[SUPPORT] hoodie.cleaner.commits.retained Setting Overridden, Warning to Increase to 20
soumilshah1995 opened this issue · comments
Issue Description:
I'm encountering an issue with Hudi configurations related to commit retention and cleaning. Despite explicitly setting hoodie.cleaner.commits.retained to 5, I'm receiving a warning suggesting it should be set to 20. It seems like the system is not acknowledging my provided value and is using some default instead.
hudi_options = {
"hoodie.keep.min.commits": "5",
"hoodie.cleaner.commits.retained": "5",
"hoodie.keep.max.commits": "6"
}
Warning Message:
24/06/11 08:56:29 WARN HoodieWriteConfig: Increase hoodie.keep.min.commits=7 to be greater than hoodie.cleaner.commits.retained=20 (there is risk of incremental pull missing data from few instants based on the current configuration). The Hudi archiver will automatically adjust the configuration regardless.
Steps to Reproduce:
Use the above Hudi configuration.
Run the ingestion process using the provided code sample.
Expected Behavior:
The system should respect the explicitly set hoodie.cleaner.commits.retained value of 5 without suggesting an increase to 20.
Actual Behavior:
The system issues a warning to increase hoodie.keep.min.commits to be greater than hoodie.cleaner.commits.retained set to 20, despite hoodie.cleaner.commits.retained being explicitly set to 5.
Environment:
Hudi Version: 0.14.0
Spark Version: 3.4
OS: macOS
Code Sample:
import os
import sys
from pyspark.sql import SparkSession
HUDI_VERSION = '0.14.0'
SPARK_VERSION = '3.4'
os.environ["JAVA_HOME"] = "/opt/homebrew/opt/openjdk@11"
SUBMIT_ARGS = f"--packages org.apache.hudi:hudi-spark{SPARK_VERSION}-bundle_2.12:{HUDI_VERSION} pyspark-shell"

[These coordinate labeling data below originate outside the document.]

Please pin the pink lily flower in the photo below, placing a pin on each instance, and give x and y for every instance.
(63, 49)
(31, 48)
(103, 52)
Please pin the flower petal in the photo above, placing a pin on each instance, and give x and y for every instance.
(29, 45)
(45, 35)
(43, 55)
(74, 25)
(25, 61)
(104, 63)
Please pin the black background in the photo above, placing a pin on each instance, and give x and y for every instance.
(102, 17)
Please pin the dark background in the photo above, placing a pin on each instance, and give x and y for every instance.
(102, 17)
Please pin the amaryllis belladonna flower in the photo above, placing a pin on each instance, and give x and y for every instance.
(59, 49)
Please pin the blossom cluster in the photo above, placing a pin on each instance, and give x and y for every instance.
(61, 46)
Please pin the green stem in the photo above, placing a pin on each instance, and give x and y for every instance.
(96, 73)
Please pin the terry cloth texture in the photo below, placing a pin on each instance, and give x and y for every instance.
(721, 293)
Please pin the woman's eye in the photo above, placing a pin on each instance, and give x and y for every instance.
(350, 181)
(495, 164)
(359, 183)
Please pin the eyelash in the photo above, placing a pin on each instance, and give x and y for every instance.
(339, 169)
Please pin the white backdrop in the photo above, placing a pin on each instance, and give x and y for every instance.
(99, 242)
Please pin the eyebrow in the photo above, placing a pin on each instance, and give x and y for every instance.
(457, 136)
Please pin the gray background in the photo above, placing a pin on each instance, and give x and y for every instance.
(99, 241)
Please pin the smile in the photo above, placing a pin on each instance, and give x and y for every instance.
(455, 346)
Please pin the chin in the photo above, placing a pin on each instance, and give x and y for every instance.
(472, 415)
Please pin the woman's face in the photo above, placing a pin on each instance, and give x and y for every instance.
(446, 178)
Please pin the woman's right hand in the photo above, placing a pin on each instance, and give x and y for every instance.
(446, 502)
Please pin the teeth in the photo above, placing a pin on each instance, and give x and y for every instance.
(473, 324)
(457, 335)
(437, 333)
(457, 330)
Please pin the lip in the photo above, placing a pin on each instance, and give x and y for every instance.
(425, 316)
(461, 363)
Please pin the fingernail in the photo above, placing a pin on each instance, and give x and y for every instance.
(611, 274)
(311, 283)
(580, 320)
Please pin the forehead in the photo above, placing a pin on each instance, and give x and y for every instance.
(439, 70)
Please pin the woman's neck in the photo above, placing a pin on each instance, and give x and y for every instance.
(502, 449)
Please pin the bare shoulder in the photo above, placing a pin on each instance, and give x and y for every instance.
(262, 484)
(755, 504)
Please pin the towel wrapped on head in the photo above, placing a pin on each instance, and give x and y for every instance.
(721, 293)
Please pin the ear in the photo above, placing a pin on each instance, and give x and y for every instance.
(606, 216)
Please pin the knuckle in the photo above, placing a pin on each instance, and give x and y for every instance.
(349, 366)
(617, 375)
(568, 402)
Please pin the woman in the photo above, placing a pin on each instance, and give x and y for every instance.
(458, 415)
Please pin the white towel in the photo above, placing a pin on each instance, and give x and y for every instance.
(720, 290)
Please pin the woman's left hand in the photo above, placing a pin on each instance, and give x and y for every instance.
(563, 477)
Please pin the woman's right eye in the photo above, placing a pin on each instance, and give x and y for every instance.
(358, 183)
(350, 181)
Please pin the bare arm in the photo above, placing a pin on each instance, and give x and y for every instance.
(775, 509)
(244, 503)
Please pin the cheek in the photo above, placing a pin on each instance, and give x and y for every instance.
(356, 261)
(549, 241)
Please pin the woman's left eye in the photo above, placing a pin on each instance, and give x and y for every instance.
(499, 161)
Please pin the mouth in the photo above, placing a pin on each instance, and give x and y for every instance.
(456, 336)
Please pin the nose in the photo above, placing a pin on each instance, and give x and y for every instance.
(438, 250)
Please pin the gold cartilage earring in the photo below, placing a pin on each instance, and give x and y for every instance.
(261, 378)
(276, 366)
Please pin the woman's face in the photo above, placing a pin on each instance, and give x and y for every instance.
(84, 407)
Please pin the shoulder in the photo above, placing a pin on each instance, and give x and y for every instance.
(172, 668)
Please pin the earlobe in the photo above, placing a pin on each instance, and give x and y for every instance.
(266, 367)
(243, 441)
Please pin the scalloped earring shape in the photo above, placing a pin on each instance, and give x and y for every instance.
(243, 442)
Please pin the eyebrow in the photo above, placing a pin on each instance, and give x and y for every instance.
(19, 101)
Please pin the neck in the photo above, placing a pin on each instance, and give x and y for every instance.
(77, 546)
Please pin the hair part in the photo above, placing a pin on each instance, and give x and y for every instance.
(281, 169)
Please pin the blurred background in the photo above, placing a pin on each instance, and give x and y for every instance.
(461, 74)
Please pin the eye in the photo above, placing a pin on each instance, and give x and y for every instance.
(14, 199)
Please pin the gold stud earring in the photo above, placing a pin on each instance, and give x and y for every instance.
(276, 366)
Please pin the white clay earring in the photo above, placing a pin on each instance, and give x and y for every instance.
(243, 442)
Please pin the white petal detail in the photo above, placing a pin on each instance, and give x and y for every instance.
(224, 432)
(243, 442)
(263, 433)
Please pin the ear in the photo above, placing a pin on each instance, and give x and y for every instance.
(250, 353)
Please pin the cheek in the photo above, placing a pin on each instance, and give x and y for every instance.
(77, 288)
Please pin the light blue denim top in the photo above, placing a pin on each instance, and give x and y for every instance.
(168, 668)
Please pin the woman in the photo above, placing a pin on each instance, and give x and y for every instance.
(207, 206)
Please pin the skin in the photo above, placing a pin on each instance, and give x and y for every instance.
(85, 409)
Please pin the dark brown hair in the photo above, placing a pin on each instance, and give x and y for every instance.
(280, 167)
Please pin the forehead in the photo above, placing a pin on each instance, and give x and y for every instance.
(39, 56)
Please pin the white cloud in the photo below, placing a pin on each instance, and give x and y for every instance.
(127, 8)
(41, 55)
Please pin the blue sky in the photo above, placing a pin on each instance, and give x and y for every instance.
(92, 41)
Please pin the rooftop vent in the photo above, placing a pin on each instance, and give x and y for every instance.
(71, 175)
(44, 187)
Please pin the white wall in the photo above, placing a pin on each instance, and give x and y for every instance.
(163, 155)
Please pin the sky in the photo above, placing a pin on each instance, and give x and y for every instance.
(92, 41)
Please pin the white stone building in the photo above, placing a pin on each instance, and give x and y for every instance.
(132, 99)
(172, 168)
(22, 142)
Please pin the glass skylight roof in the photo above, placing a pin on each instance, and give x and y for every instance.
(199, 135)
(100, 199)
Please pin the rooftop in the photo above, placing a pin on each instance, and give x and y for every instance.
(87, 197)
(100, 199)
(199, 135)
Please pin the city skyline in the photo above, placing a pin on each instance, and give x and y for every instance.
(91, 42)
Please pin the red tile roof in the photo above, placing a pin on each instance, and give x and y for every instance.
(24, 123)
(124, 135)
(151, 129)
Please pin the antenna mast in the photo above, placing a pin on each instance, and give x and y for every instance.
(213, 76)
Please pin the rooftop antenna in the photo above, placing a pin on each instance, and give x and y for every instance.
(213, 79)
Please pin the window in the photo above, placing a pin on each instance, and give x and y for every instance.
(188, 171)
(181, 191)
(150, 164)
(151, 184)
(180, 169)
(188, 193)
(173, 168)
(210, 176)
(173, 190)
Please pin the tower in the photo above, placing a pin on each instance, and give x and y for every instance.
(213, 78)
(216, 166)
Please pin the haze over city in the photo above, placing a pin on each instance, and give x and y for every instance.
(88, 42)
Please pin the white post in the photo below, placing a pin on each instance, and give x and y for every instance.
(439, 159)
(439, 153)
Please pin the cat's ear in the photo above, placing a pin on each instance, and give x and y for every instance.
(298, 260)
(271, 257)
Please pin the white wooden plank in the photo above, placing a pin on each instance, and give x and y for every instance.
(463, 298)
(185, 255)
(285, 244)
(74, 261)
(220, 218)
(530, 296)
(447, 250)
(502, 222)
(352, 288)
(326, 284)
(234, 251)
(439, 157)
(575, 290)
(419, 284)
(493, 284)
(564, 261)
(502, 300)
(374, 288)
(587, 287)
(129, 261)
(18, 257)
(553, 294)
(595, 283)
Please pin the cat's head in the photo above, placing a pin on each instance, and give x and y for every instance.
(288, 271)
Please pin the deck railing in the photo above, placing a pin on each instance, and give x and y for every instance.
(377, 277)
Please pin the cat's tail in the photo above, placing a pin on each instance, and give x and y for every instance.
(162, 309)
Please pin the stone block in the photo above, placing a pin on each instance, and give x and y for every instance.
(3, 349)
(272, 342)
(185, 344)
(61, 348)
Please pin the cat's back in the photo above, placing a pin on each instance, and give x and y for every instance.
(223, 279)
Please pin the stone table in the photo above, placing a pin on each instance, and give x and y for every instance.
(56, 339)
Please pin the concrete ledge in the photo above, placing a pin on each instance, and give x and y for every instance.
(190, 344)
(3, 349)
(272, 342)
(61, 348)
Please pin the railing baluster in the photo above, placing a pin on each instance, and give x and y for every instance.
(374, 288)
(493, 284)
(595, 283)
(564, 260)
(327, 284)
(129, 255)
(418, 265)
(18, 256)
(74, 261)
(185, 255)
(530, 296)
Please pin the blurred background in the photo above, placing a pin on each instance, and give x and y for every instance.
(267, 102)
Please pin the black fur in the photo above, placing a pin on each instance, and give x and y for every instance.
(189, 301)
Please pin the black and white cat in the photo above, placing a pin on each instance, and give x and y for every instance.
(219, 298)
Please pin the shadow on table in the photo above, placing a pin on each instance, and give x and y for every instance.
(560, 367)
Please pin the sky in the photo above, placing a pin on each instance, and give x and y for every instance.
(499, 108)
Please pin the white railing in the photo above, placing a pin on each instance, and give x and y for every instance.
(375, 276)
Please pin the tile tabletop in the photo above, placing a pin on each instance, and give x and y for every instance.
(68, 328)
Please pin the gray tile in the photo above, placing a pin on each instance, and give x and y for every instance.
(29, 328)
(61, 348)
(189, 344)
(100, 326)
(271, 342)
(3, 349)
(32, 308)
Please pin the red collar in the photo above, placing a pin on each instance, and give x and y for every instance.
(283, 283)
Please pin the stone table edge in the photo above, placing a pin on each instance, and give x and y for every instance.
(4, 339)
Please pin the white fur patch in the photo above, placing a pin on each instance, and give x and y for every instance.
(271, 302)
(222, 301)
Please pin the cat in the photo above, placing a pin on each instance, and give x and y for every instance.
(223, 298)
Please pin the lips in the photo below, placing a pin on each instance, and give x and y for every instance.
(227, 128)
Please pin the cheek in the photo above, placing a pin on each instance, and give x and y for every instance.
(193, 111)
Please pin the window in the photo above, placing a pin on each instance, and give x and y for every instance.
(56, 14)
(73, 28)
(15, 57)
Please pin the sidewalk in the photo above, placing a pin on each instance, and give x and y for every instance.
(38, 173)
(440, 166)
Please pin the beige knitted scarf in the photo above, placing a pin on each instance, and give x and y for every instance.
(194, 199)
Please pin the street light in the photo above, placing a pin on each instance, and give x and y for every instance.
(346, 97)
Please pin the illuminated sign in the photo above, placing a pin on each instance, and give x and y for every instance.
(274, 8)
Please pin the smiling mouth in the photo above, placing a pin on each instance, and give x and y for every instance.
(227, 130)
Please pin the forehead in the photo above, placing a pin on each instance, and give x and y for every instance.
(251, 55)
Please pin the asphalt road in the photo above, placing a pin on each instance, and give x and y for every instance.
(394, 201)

os.environ["PYSPARK_SUBMIT_ARGS"] = SUBMIT_ARGS
os.environ['PYSPARK_PYTHON'] = sys.executable
# Spark session
spark = SparkSession.builder \
.config('spark.serializer', 'org.apache.spark.serializer.KryoSerializer') \
.config('spark.sql.extensions', 'org.apache.spark.sql.hudi.HoodieSparkSessionExtension') \
.config('className', 'org.apache.hudi') \
.config('spark.sql.hive.convertMetastoreParquet', 'false') \
.getOrCreate()
def write_to_hudi(spark_df,
table_name,
db_name,
method='upsert',
table_type='COPY_ON_WRITE',
recordkey='',
precombine='',
partition_fields='',
index_type='BLOOM',
curr_region='us-east-1'
):
path = f"file:///path/to/hudi/table/{db_name}/{table_name}"
hudi_options = {
'hoodie.table.name': table_name,
'hoodie.datasource.write.table.type': table_type,
'hoodie.datasource.write.table.name': table_name,
'hoodie.datasource.write.operation': method,
'hoodie.datasource.write.recordkey.field': recordkey,
'hoodie.datasource.write.precombine.field': precombine,
"hoodie.datasource.write.partitionpath.field": partition_fields,
"hoodie.keep.min.commits": "5",
"hoodie.cleaner.commits.retained": "5",
"hoodie.keep.max.commits": "6",
"hoodie.write.concurrency.mode": "optimistic_concurrency_control",
"hoodie.cleaner.policy.failed.writes": "LAZY",
"hoodie.write.lock.provider": "org.apache.hudi.client.transaction.lock.FileSystemBasedLockProvider",
}
print(hudi_options)
print(path)
spark_df.write.format("hudi"). \
options(**hudi_options). \
mode("append"). \
save(path)
from pyspark.sql.types import StructType, StructField, StringType
schema = StructType([
StructField("id", StringType(), True),
StructField("message", StringType(), True)
])
# Loop to generate data and write to Hudi
for i in range(1, 10):
# Create the data
updated_data = [(str(i), "Batch : {} ".format(i))]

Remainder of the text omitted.